Bisnis.com, JAKARTA - Permasalahan mengenai iuran Tabungan Perumahan Rakyat (Tapera) masih menuai pro dan kontra dari sejumlah kalangan.
Berbagai pihak menyuarakan aspirasinya terkait Tapera. Pemerintah pun terbagi menjadi dua kubu, yakni kubu setuju dan tidak setuju.
Bagi yang setuju, mengatakan bahwa penolakan Tapera yang masif terjadi di tengah masyarakat didasari karena kurangnya sosialisasi.
Dirjen Pembinaan Hubungan Industrial dan Jaminan Sosial Kementerian Ketenagakerjaan (Kemnaker) Indah Anggoro Putri mengatakan bahwa upaya sosialisasi akan difokuskan melalui Lembaga Kerja Sama (LKS) Tripartit Nasional, yang terdiri dari perwakilan serikat pekerja/buruh, pengusaha, dan pemerintah.
Menurutnya, saat ini belum ada penerapan pemotongan upah untuk iuran Tapera.
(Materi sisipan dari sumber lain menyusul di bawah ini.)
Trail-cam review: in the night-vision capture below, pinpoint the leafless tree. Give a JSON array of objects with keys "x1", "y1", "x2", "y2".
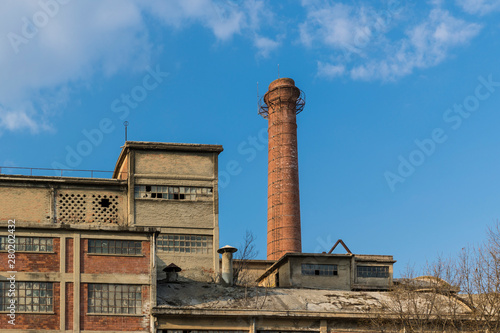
[
  {"x1": 372, "y1": 223, "x2": 500, "y2": 332},
  {"x1": 233, "y1": 230, "x2": 259, "y2": 286}
]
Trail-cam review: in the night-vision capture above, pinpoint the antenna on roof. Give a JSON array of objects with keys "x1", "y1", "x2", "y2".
[{"x1": 123, "y1": 121, "x2": 128, "y2": 142}]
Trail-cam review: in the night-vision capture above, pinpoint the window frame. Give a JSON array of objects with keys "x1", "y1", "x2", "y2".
[
  {"x1": 134, "y1": 185, "x2": 214, "y2": 202},
  {"x1": 87, "y1": 283, "x2": 144, "y2": 316},
  {"x1": 0, "y1": 281, "x2": 55, "y2": 314},
  {"x1": 87, "y1": 238, "x2": 144, "y2": 257},
  {"x1": 155, "y1": 234, "x2": 214, "y2": 255},
  {"x1": 356, "y1": 265, "x2": 390, "y2": 279},
  {"x1": 301, "y1": 263, "x2": 339, "y2": 277},
  {"x1": 0, "y1": 236, "x2": 55, "y2": 253}
]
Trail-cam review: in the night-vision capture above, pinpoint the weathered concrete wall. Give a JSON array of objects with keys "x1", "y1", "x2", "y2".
[
  {"x1": 135, "y1": 151, "x2": 214, "y2": 177},
  {"x1": 0, "y1": 185, "x2": 52, "y2": 223},
  {"x1": 288, "y1": 256, "x2": 351, "y2": 290},
  {"x1": 56, "y1": 188, "x2": 127, "y2": 225},
  {"x1": 156, "y1": 251, "x2": 218, "y2": 282},
  {"x1": 129, "y1": 150, "x2": 219, "y2": 281},
  {"x1": 135, "y1": 199, "x2": 215, "y2": 227},
  {"x1": 354, "y1": 262, "x2": 393, "y2": 289}
]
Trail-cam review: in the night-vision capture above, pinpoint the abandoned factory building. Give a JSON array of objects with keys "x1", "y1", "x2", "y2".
[{"x1": 0, "y1": 78, "x2": 430, "y2": 333}]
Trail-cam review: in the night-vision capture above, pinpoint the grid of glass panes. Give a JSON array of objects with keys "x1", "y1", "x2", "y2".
[
  {"x1": 0, "y1": 281, "x2": 54, "y2": 312},
  {"x1": 257, "y1": 331, "x2": 319, "y2": 333},
  {"x1": 156, "y1": 234, "x2": 213, "y2": 254},
  {"x1": 89, "y1": 239, "x2": 142, "y2": 255},
  {"x1": 302, "y1": 264, "x2": 338, "y2": 276},
  {"x1": 161, "y1": 330, "x2": 248, "y2": 333},
  {"x1": 357, "y1": 266, "x2": 389, "y2": 278},
  {"x1": 257, "y1": 331, "x2": 319, "y2": 333},
  {"x1": 88, "y1": 283, "x2": 142, "y2": 314},
  {"x1": 135, "y1": 185, "x2": 212, "y2": 201},
  {"x1": 0, "y1": 236, "x2": 54, "y2": 252}
]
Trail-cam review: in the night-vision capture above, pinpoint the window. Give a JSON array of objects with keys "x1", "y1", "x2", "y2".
[
  {"x1": 0, "y1": 236, "x2": 54, "y2": 252},
  {"x1": 0, "y1": 281, "x2": 54, "y2": 312},
  {"x1": 88, "y1": 284, "x2": 142, "y2": 314},
  {"x1": 357, "y1": 266, "x2": 389, "y2": 278},
  {"x1": 156, "y1": 235, "x2": 213, "y2": 254},
  {"x1": 163, "y1": 330, "x2": 248, "y2": 333},
  {"x1": 89, "y1": 239, "x2": 142, "y2": 255},
  {"x1": 302, "y1": 264, "x2": 338, "y2": 276},
  {"x1": 135, "y1": 185, "x2": 212, "y2": 201}
]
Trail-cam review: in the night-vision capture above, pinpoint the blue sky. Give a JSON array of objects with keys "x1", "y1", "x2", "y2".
[{"x1": 0, "y1": 0, "x2": 500, "y2": 275}]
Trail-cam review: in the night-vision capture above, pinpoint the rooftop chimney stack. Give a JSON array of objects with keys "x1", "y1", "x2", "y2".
[
  {"x1": 217, "y1": 245, "x2": 238, "y2": 286},
  {"x1": 259, "y1": 78, "x2": 305, "y2": 260}
]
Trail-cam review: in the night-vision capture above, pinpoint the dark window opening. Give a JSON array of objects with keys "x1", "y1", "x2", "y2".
[
  {"x1": 302, "y1": 264, "x2": 338, "y2": 276},
  {"x1": 99, "y1": 198, "x2": 111, "y2": 208},
  {"x1": 89, "y1": 239, "x2": 142, "y2": 255},
  {"x1": 357, "y1": 266, "x2": 389, "y2": 278}
]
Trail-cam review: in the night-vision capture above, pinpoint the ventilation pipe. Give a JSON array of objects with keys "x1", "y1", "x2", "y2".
[{"x1": 217, "y1": 245, "x2": 238, "y2": 286}]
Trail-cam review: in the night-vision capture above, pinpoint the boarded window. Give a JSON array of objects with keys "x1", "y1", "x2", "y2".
[
  {"x1": 156, "y1": 234, "x2": 213, "y2": 254},
  {"x1": 0, "y1": 236, "x2": 54, "y2": 252},
  {"x1": 0, "y1": 281, "x2": 54, "y2": 312},
  {"x1": 302, "y1": 264, "x2": 338, "y2": 276},
  {"x1": 89, "y1": 239, "x2": 142, "y2": 255},
  {"x1": 88, "y1": 283, "x2": 142, "y2": 314},
  {"x1": 357, "y1": 266, "x2": 389, "y2": 278},
  {"x1": 135, "y1": 185, "x2": 213, "y2": 201}
]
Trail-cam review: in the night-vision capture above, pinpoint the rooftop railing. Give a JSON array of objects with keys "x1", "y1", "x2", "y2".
[{"x1": 0, "y1": 166, "x2": 126, "y2": 178}]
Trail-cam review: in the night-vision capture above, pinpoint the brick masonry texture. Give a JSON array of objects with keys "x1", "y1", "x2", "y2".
[
  {"x1": 0, "y1": 283, "x2": 60, "y2": 330},
  {"x1": 80, "y1": 284, "x2": 149, "y2": 331},
  {"x1": 0, "y1": 238, "x2": 60, "y2": 273},
  {"x1": 264, "y1": 78, "x2": 302, "y2": 260},
  {"x1": 81, "y1": 239, "x2": 150, "y2": 274}
]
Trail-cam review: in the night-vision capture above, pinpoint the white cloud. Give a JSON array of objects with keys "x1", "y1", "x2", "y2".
[
  {"x1": 0, "y1": 0, "x2": 280, "y2": 133},
  {"x1": 299, "y1": 2, "x2": 385, "y2": 53},
  {"x1": 457, "y1": 0, "x2": 500, "y2": 15},
  {"x1": 351, "y1": 9, "x2": 481, "y2": 80},
  {"x1": 254, "y1": 35, "x2": 281, "y2": 58},
  {"x1": 300, "y1": 0, "x2": 481, "y2": 81},
  {"x1": 318, "y1": 61, "x2": 346, "y2": 78}
]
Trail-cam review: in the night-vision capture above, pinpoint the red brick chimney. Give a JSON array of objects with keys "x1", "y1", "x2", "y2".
[{"x1": 259, "y1": 78, "x2": 305, "y2": 260}]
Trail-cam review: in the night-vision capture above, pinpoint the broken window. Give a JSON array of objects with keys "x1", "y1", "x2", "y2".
[
  {"x1": 89, "y1": 239, "x2": 142, "y2": 255},
  {"x1": 0, "y1": 281, "x2": 54, "y2": 312},
  {"x1": 88, "y1": 283, "x2": 142, "y2": 314},
  {"x1": 163, "y1": 330, "x2": 249, "y2": 333},
  {"x1": 302, "y1": 264, "x2": 338, "y2": 276},
  {"x1": 135, "y1": 185, "x2": 213, "y2": 201},
  {"x1": 357, "y1": 266, "x2": 389, "y2": 278},
  {"x1": 156, "y1": 234, "x2": 213, "y2": 254},
  {"x1": 0, "y1": 236, "x2": 54, "y2": 252}
]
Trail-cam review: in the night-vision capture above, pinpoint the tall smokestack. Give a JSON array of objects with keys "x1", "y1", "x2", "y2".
[{"x1": 259, "y1": 78, "x2": 305, "y2": 260}]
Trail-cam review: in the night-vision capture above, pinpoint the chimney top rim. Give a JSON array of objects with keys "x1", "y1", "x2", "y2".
[
  {"x1": 217, "y1": 245, "x2": 238, "y2": 253},
  {"x1": 269, "y1": 77, "x2": 295, "y2": 91}
]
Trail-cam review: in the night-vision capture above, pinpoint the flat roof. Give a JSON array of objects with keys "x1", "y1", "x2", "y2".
[{"x1": 113, "y1": 141, "x2": 224, "y2": 177}]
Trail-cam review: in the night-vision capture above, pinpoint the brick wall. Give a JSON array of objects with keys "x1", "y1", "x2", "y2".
[
  {"x1": 66, "y1": 282, "x2": 74, "y2": 330},
  {"x1": 80, "y1": 283, "x2": 150, "y2": 331},
  {"x1": 0, "y1": 283, "x2": 60, "y2": 330},
  {"x1": 81, "y1": 239, "x2": 150, "y2": 274},
  {"x1": 0, "y1": 238, "x2": 60, "y2": 273},
  {"x1": 66, "y1": 238, "x2": 73, "y2": 273}
]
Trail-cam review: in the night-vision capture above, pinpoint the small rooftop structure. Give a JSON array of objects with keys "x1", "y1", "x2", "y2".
[{"x1": 257, "y1": 253, "x2": 395, "y2": 290}]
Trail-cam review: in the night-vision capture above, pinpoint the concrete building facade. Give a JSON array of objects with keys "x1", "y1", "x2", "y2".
[{"x1": 0, "y1": 141, "x2": 222, "y2": 332}]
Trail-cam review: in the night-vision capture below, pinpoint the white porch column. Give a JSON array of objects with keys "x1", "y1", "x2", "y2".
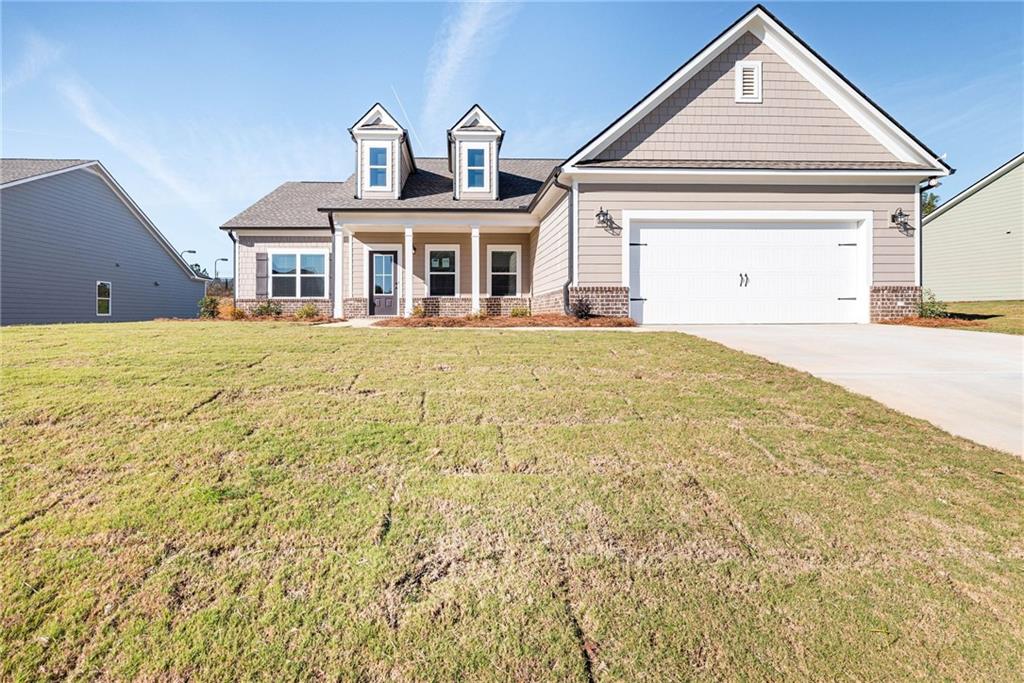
[
  {"x1": 469, "y1": 225, "x2": 480, "y2": 313},
  {"x1": 333, "y1": 226, "x2": 351, "y2": 317},
  {"x1": 401, "y1": 225, "x2": 413, "y2": 317}
]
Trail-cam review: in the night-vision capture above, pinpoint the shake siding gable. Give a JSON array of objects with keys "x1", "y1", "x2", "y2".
[{"x1": 597, "y1": 33, "x2": 898, "y2": 162}]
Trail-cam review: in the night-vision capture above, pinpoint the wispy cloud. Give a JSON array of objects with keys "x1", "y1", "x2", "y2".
[
  {"x1": 2, "y1": 32, "x2": 65, "y2": 93},
  {"x1": 57, "y1": 79, "x2": 209, "y2": 219},
  {"x1": 422, "y1": 2, "x2": 518, "y2": 150}
]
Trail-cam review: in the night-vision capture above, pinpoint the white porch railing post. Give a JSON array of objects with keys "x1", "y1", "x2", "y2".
[
  {"x1": 333, "y1": 225, "x2": 352, "y2": 317},
  {"x1": 469, "y1": 225, "x2": 480, "y2": 313},
  {"x1": 401, "y1": 225, "x2": 413, "y2": 317}
]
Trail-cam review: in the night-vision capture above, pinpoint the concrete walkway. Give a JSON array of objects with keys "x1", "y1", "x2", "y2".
[{"x1": 671, "y1": 325, "x2": 1024, "y2": 456}]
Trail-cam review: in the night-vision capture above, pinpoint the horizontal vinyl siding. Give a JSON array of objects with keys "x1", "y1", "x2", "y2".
[
  {"x1": 345, "y1": 230, "x2": 531, "y2": 298},
  {"x1": 0, "y1": 169, "x2": 205, "y2": 325},
  {"x1": 234, "y1": 232, "x2": 334, "y2": 299},
  {"x1": 579, "y1": 184, "x2": 916, "y2": 286},
  {"x1": 922, "y1": 165, "x2": 1024, "y2": 301},
  {"x1": 598, "y1": 33, "x2": 896, "y2": 161},
  {"x1": 534, "y1": 195, "x2": 569, "y2": 294}
]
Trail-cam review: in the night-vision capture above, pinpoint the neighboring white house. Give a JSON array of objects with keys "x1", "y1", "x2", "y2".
[{"x1": 922, "y1": 154, "x2": 1024, "y2": 301}]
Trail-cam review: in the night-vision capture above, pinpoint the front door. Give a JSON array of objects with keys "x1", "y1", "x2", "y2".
[{"x1": 370, "y1": 251, "x2": 398, "y2": 315}]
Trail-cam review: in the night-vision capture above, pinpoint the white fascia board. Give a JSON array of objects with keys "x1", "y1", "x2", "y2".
[
  {"x1": 0, "y1": 161, "x2": 99, "y2": 189},
  {"x1": 923, "y1": 154, "x2": 1024, "y2": 225},
  {"x1": 565, "y1": 7, "x2": 949, "y2": 176},
  {"x1": 562, "y1": 168, "x2": 934, "y2": 185},
  {"x1": 329, "y1": 211, "x2": 540, "y2": 228}
]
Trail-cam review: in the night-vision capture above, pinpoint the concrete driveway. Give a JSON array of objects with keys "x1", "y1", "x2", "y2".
[{"x1": 673, "y1": 325, "x2": 1024, "y2": 456}]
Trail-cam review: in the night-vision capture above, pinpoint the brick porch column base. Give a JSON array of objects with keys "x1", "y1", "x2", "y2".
[
  {"x1": 569, "y1": 287, "x2": 630, "y2": 317},
  {"x1": 871, "y1": 285, "x2": 921, "y2": 323}
]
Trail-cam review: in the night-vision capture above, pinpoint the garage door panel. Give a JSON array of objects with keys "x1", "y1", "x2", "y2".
[{"x1": 630, "y1": 222, "x2": 863, "y2": 324}]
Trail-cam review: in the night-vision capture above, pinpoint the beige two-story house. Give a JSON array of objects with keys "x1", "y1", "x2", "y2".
[{"x1": 221, "y1": 5, "x2": 952, "y2": 324}]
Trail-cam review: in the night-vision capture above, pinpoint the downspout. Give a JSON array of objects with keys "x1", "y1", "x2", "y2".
[{"x1": 551, "y1": 167, "x2": 574, "y2": 312}]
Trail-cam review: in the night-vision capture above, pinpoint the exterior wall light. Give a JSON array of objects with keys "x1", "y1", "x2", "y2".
[
  {"x1": 594, "y1": 207, "x2": 623, "y2": 234},
  {"x1": 891, "y1": 207, "x2": 913, "y2": 238}
]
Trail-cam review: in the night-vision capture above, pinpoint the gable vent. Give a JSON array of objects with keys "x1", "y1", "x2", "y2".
[{"x1": 736, "y1": 61, "x2": 761, "y2": 103}]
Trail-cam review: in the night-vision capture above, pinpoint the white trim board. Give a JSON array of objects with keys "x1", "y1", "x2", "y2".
[
  {"x1": 621, "y1": 210, "x2": 874, "y2": 323},
  {"x1": 565, "y1": 6, "x2": 949, "y2": 175}
]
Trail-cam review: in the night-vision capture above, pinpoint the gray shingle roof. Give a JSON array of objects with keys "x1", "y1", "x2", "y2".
[
  {"x1": 221, "y1": 157, "x2": 561, "y2": 229},
  {"x1": 321, "y1": 157, "x2": 562, "y2": 211},
  {"x1": 578, "y1": 159, "x2": 934, "y2": 171},
  {"x1": 0, "y1": 159, "x2": 92, "y2": 184},
  {"x1": 221, "y1": 182, "x2": 345, "y2": 228}
]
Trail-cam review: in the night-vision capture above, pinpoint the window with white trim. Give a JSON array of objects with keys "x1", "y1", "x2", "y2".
[
  {"x1": 466, "y1": 147, "x2": 487, "y2": 189},
  {"x1": 270, "y1": 252, "x2": 327, "y2": 299},
  {"x1": 736, "y1": 61, "x2": 762, "y2": 103},
  {"x1": 425, "y1": 245, "x2": 459, "y2": 296},
  {"x1": 369, "y1": 147, "x2": 389, "y2": 187},
  {"x1": 487, "y1": 245, "x2": 522, "y2": 296},
  {"x1": 96, "y1": 281, "x2": 111, "y2": 315}
]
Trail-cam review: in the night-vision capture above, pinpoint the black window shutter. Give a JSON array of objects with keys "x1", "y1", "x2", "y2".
[{"x1": 256, "y1": 252, "x2": 267, "y2": 299}]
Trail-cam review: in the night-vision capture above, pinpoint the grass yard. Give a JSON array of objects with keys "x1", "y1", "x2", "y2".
[
  {"x1": 0, "y1": 323, "x2": 1024, "y2": 681},
  {"x1": 949, "y1": 301, "x2": 1024, "y2": 335}
]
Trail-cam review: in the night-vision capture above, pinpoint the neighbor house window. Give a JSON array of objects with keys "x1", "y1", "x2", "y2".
[
  {"x1": 736, "y1": 61, "x2": 762, "y2": 103},
  {"x1": 370, "y1": 147, "x2": 388, "y2": 187},
  {"x1": 270, "y1": 253, "x2": 327, "y2": 299},
  {"x1": 487, "y1": 246, "x2": 521, "y2": 296},
  {"x1": 96, "y1": 282, "x2": 111, "y2": 315},
  {"x1": 426, "y1": 245, "x2": 459, "y2": 296},
  {"x1": 466, "y1": 147, "x2": 487, "y2": 189}
]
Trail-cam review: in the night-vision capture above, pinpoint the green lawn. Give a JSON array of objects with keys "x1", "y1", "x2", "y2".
[
  {"x1": 0, "y1": 323, "x2": 1024, "y2": 681},
  {"x1": 949, "y1": 301, "x2": 1024, "y2": 335}
]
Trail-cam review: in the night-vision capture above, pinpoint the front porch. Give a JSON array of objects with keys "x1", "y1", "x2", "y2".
[{"x1": 333, "y1": 223, "x2": 548, "y2": 318}]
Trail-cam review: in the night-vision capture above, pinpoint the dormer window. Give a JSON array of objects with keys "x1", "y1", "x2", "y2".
[
  {"x1": 736, "y1": 61, "x2": 762, "y2": 104},
  {"x1": 370, "y1": 147, "x2": 390, "y2": 189},
  {"x1": 466, "y1": 147, "x2": 487, "y2": 189}
]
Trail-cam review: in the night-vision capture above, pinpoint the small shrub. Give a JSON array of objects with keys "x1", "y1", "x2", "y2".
[
  {"x1": 918, "y1": 290, "x2": 949, "y2": 317},
  {"x1": 199, "y1": 296, "x2": 220, "y2": 317},
  {"x1": 253, "y1": 301, "x2": 284, "y2": 317},
  {"x1": 295, "y1": 303, "x2": 319, "y2": 321},
  {"x1": 569, "y1": 298, "x2": 594, "y2": 321}
]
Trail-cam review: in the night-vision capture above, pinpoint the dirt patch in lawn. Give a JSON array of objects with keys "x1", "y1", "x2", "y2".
[
  {"x1": 374, "y1": 313, "x2": 636, "y2": 328},
  {"x1": 881, "y1": 317, "x2": 984, "y2": 328}
]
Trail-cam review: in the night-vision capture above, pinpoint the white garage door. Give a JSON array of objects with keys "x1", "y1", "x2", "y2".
[{"x1": 629, "y1": 221, "x2": 867, "y2": 325}]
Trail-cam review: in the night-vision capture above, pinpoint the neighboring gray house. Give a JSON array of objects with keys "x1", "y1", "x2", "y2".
[
  {"x1": 221, "y1": 5, "x2": 952, "y2": 324},
  {"x1": 0, "y1": 159, "x2": 207, "y2": 325},
  {"x1": 921, "y1": 154, "x2": 1024, "y2": 301}
]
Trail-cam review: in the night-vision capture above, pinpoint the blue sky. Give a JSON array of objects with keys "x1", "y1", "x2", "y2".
[{"x1": 0, "y1": 2, "x2": 1024, "y2": 272}]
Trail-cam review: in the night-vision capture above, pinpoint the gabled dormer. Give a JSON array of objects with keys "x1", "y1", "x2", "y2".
[
  {"x1": 348, "y1": 102, "x2": 416, "y2": 200},
  {"x1": 447, "y1": 104, "x2": 505, "y2": 200}
]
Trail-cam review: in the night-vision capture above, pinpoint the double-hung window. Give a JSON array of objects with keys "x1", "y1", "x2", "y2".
[
  {"x1": 270, "y1": 252, "x2": 327, "y2": 299},
  {"x1": 370, "y1": 147, "x2": 388, "y2": 187},
  {"x1": 487, "y1": 245, "x2": 522, "y2": 296},
  {"x1": 426, "y1": 245, "x2": 459, "y2": 296},
  {"x1": 466, "y1": 147, "x2": 487, "y2": 189},
  {"x1": 96, "y1": 282, "x2": 111, "y2": 315}
]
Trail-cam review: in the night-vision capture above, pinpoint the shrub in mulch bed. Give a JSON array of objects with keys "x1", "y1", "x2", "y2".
[
  {"x1": 880, "y1": 316, "x2": 983, "y2": 328},
  {"x1": 374, "y1": 313, "x2": 636, "y2": 328}
]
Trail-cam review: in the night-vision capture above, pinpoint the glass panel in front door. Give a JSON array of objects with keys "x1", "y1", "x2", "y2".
[{"x1": 374, "y1": 254, "x2": 394, "y2": 294}]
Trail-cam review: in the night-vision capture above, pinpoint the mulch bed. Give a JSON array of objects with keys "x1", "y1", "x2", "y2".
[
  {"x1": 374, "y1": 313, "x2": 636, "y2": 328},
  {"x1": 881, "y1": 316, "x2": 983, "y2": 328}
]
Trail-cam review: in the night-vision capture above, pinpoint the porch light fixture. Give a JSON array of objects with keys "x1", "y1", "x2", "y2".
[
  {"x1": 891, "y1": 207, "x2": 913, "y2": 238},
  {"x1": 594, "y1": 207, "x2": 623, "y2": 234}
]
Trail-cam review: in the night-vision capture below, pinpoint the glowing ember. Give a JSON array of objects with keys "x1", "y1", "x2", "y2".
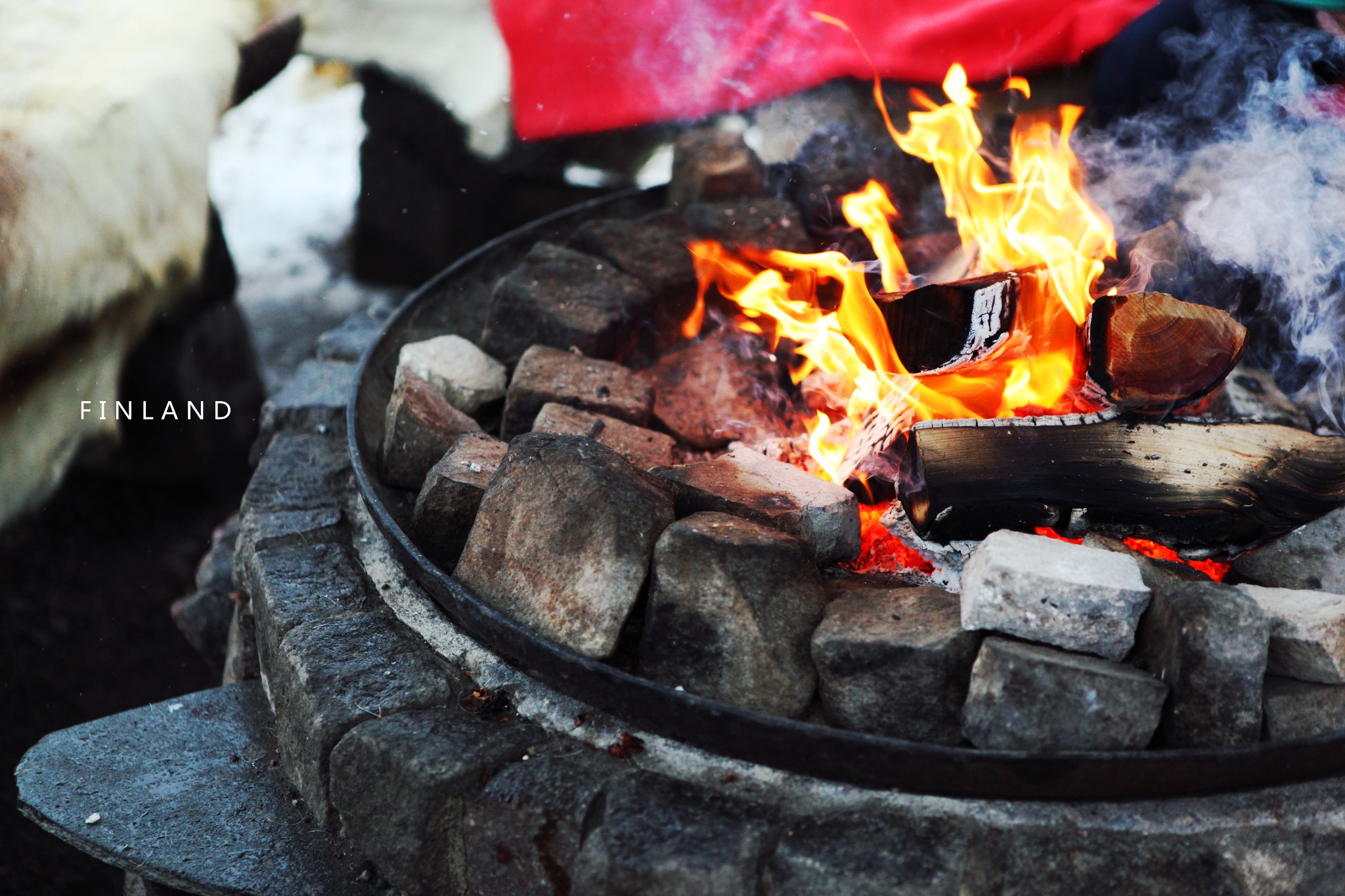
[{"x1": 684, "y1": 64, "x2": 1115, "y2": 492}]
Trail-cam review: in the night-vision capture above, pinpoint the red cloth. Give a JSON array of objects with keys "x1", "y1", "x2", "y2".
[{"x1": 494, "y1": 0, "x2": 1155, "y2": 139}]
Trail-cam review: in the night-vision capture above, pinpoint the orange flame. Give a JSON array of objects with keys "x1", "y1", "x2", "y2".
[{"x1": 683, "y1": 64, "x2": 1116, "y2": 480}]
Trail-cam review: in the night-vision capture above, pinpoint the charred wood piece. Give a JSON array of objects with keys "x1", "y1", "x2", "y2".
[
  {"x1": 1088, "y1": 293, "x2": 1246, "y2": 410},
  {"x1": 897, "y1": 411, "x2": 1345, "y2": 547},
  {"x1": 874, "y1": 271, "x2": 1019, "y2": 373}
]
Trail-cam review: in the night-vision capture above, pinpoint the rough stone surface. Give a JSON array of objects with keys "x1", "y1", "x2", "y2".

Namun pihaknya akan segera melakukan pembicaraan terkait mekanisme peraturan Tapera, mengingat batas waktu pendaftaran peserta hingga 2027.
"Dalam konteks penolakan, pemahaman masyarakat terhadap Tapera masih minim karena kurangnya sosialisasi yang efektif. Oleh karena itu, langkah-langkah pemerintah untuk memperkenalkan dan menyosialisasikan Tapera dianggap penting," ujarnya, sebagaimana dikutip Antara, pada Rabu (5/6/2024).
Baca Juga
Sejalan dengan itu, anggota Komisi V DPR Hamka B Kady menegaskan bahwa sosialisasi Tapera harus dilakukan secara menyeluruh untuk bisa menyelaraskan tujuan.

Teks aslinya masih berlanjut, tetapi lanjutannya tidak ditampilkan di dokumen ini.